In his homily on August 22nd, he stated that “a government which does not obtain its legitimacy from the people does not get its legitimacy from God”. “True power, as Pope Francis has often said, comes from service”, he continued. “Not by forcibly imposing power on the innocent”. “In any just country, the government is not above the people. The government is one eye, the people are the other: two eyes make a vision”, said the Archbishop, recalling that “a nation must be built on justice. All the rest is idolatry”.
Cardinal Bo expressed his regret over the situation in his country, which “was born with a great dream of peace and prosperity for all”. “We saw the selfish interests of a few who seek the bread that perishes and the millions of people steal the bread of peace, the bread of life and the bread of prosperity”, he said. The Cardinal noted that those in power have betrayed the ideals of justice and peace, stressing that they are trapped in their own idols: “power, possessions, extreme wealth” that create “economic injustice and environmental injustice”. “Idolatry has also betrayed the great ideals of ‘metta’ and ‘karuna’ ,” which are typical of Buddhist culture. “Over the past seven decades these idolaters have stolen the ideal of a nation built on peace and prosperity for all. A dream has become a nightmare”. And in this context he expressly condemns “the human suffering following the numerous deaths in the country affected by a coup in the past six months”.

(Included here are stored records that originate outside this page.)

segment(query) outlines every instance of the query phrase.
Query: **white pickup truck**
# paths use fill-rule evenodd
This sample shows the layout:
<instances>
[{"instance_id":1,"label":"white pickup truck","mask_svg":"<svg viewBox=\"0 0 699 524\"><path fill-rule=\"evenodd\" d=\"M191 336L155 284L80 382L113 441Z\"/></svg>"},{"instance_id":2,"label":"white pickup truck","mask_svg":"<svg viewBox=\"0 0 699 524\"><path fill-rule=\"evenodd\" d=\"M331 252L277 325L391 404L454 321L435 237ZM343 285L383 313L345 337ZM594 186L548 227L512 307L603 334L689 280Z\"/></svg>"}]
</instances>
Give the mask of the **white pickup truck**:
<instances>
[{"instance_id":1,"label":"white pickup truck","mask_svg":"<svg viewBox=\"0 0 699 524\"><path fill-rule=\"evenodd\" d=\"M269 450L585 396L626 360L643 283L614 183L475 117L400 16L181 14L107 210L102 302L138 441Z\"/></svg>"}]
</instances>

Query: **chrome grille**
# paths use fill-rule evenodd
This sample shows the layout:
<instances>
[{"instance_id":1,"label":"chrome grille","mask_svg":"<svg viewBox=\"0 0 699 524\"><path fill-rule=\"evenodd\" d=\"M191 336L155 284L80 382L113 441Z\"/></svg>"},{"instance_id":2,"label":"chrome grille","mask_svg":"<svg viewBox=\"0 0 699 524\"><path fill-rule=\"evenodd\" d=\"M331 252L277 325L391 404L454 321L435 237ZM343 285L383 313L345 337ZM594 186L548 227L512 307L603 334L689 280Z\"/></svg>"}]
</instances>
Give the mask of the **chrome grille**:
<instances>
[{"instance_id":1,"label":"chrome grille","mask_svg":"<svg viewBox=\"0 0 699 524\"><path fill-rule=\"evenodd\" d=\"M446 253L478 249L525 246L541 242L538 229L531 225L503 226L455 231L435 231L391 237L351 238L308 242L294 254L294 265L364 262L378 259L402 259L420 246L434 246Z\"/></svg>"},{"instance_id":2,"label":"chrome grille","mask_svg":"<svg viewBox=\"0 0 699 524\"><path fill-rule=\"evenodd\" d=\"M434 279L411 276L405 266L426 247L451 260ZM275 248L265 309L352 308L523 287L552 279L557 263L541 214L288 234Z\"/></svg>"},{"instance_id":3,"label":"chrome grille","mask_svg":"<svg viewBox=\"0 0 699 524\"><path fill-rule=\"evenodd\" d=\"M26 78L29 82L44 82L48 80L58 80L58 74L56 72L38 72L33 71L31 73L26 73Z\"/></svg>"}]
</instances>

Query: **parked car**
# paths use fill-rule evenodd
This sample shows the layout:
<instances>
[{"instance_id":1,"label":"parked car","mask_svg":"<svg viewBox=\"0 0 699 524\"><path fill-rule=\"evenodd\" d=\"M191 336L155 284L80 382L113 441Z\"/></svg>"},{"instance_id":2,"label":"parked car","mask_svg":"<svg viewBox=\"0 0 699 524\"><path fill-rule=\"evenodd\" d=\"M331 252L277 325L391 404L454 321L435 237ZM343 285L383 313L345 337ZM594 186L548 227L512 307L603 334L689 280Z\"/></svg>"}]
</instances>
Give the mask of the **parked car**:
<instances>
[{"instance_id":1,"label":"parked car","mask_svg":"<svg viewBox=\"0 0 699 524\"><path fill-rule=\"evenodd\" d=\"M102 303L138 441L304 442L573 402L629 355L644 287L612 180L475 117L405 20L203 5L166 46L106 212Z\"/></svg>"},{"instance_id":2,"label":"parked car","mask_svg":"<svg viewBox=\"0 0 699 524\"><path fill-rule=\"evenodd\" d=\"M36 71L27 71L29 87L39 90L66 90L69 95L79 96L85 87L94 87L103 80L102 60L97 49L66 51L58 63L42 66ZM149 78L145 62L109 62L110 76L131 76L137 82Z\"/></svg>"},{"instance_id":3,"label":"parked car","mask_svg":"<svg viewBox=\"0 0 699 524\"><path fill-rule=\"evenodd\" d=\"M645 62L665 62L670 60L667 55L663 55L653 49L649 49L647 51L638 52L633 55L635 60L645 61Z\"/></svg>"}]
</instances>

The Cardinal also recalled the worsening of the Covid-19 crisis which devastates the country.
Healthcare service is also in great trouble because thousands of doctors and nurses have joined the mass movement of civil disobedience. He praised the service of the staff and volunteers, including Catholics, in the health facilities and described this commitment as “the greatest humanitarian testimony” in times of a pandemic. And he said, “Once again the people of Myanmar have given a great testimony of generosity in helping those affected”. The prelate urged people “not to lose their humanity” but “to distinguish through all trials what is ideal and what is rather an idol”. “Our pilgrimage towards respect for human dignity is a long march that can only be sustained through the words of eternal life, only thanks to the Bread that has come from heaven”, concluded the Cardinal.